PARAMORE: Sure. Do them all.

GLORIA: All right. You start from that side of the room and I'll start from this.

MURIEL: Let's go!

(Then Bedlam creeps screaming out of the bottles: TANA plunges into the recondite mazes of the train song, the plaintive "tootle toot-toot" blending its melancholy cadences with the "Poor Butter-fly (tink-atink), by the blossoms wait-ing" of the phonograph. MURIEL is too weak with laughter to do more than cling desperately to BARNES, who, dancing with the ominous rigidity of an army officer, tramps without humor around the small space. ANTHONY is trying to hear RACHAEL'S whisper--without attracting GLORIA's attention....But the grotesque, the unbelievable, the histrionic incident is about to occur, one of those incidents in which life seems set upon the passionate imitation of the lowest forms of literature. PARAMORE has been trying to emulate GLORIA, and as the commotion reaches its height he begins to spin round and round, more and more dizzily--he staggers, recovers, staggers again and then falls in the direction of the hall ... almost into the arms of old ADAM PATCH, whose approach has been rendered inaudible by the pandemonium in the room._ ADAM PATCH is very white. He leans upon a stick. The man with him is EDWARD SHUTTLEWORTH, and it is he who seizes PARAMORE by the shoulder and deflects the course of his fall away from the venerable philanthropist.

The time required for quiet to descend upon the room like a monstrous pall may be estimated at two minutes, though for a short period after that the phonograph gags and the notes of the Japanese train song dribble from the end of TANA'S flute. Of the nine people only BARNES, PARAMORE, and TANA _are unaware of the late-comer's identity. Of the nine not one is aware that ADAM PATCH _has that morning made a contribution of fifty thousand dollars to the cause of national prohibition. It is given to PARAMORE to break the gathering silence; the high tide of his life's depravity is reached in his incredible remark.) PARAMORE: (Crawling rapidly toward the kitchen on his hands and knees) I'm not a guest here--I work here.()

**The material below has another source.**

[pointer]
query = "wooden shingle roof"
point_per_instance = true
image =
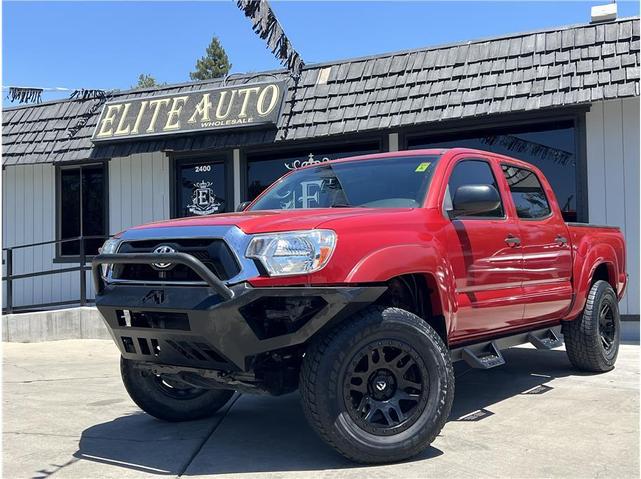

(Again silence falls--so deep now, so weighted with intolerably contagious apprehension, that RACHAEL gives a nervous little giggle, and DICK _finds himself telling over and over a line from Swinburne, grotesquely appropriate to the scene: "One gaunt bleak blossom of scentless breath."

... Out of the hush the voice of ANTHONY, sober and strained, saying something to ADAM PATCH; then this, too, dies away.)

SHUTTLEWORTH: (Passionately) Your grandfather thought he would motor over to see your house. I phoned from Rye and left a message.)